Florin Hategan, “Wetland 2,” 2016
linocut (hand printed), 40” x 100”
Florin Hategan’s dark, moody and meticulously crafted prints illustrate one of life’s most painful but illuminating truths: the inevitability of change. As an artist and a civil engineer, the Romanian-born Hategan looks at the transformations around him with both fascination and a methodical, dispassionate eye. His show, Wetlands, at Edmonton’s Harcourt House Gallery until May 12, is punctuated by grids, numbers and geometric ellipses set against the backdrop of vast marshes littered with industrial debris.
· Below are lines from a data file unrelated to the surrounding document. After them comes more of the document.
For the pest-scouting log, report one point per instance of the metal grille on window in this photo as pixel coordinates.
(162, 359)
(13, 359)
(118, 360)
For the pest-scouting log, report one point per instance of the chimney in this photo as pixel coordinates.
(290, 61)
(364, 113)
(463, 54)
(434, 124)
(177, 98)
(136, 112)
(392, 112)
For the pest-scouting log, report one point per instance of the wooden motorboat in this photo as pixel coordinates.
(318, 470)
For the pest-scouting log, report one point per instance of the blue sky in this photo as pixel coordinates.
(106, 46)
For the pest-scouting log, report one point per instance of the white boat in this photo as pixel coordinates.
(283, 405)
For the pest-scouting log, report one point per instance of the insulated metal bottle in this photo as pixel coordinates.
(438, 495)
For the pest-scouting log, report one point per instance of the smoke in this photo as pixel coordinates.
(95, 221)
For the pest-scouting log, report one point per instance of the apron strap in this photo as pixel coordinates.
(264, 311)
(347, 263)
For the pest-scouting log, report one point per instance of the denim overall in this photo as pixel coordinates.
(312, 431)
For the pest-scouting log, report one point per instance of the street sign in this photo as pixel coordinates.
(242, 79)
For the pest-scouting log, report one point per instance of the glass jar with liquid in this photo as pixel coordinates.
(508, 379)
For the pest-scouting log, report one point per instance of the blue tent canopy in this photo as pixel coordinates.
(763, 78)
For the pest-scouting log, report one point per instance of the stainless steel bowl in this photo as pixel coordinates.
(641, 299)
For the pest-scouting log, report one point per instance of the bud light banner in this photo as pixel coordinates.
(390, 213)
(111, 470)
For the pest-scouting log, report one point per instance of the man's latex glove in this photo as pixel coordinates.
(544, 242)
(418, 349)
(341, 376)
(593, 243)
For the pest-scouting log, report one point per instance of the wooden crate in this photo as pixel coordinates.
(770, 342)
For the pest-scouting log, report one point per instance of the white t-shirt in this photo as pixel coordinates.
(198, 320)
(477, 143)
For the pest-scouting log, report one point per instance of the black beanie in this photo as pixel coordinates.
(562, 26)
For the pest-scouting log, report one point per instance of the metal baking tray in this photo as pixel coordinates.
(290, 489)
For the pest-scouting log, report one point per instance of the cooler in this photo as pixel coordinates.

Most of the rubbish is hidden amidst rocks and vegetation. As in the I Spy children’s books or Renaissance paintings laden with concealed symbols, it can be difficult to discern the manufactured objects. Only in a few places, like the lower right corner of Wetland 2, does the geometry of a half-submerged industrial component stand out. Once useful and carefully crafted, it is now unrecognizable. Like the wetlands that slowly reclaim abandoned industrial sites, human refuse undergoes a reverse process, inexorably disintegrating back into nature.
The prints are inspired by two sites. One is the Kortright Centre for Conservation, a natural oasis amidst encroaching housing developments in the suburban sprawl northwest of Toronto, where the artist lives. The other is an unnamed, once-scenic river in a town with a cement factory. For a brief time, the townspeople had good jobs. Schools, roads and bridges were built. But the business soon went bankrupt, leaving an excavated riverbank and water too polluted for swimming.
Florin Hategan, “Subject 06,” 2014
linocut (hand printed), 85” x 40”
Interspersed with the horizontal wetlands vistas are life-sized vertical images of people. Some are from a series that depicts nameless teenagers, a brief but intense stage of life Hategan often thinks about. For him, it’s a golden time when it seems dreams can come true and all things are possible. The teens, undergoing their own fast-paced transformations, stand like sentinels watching the environment around them both decay and regenerate.
Collectively, Hategan’s prints trigger a range of conflicting emotions: they are at once implicitly passionate, yet they resist judgment. It’s as if Hategan has seamlessly fused the artist’s creative energies and the engineer’s detached, analytical worldview. Like the still, poised figure in Subject 06, viewers become dispassionate witnesses to relentless change. But instead of discomfort at watching the familiar dissolve, the shift becomes a part of a natural order. The cycle of loss and renewal is no more subject to moral judgment than the seasons. ■
Wetlands is on view at Edmonton’s Harcourt House from March 29 to May 12, 2018.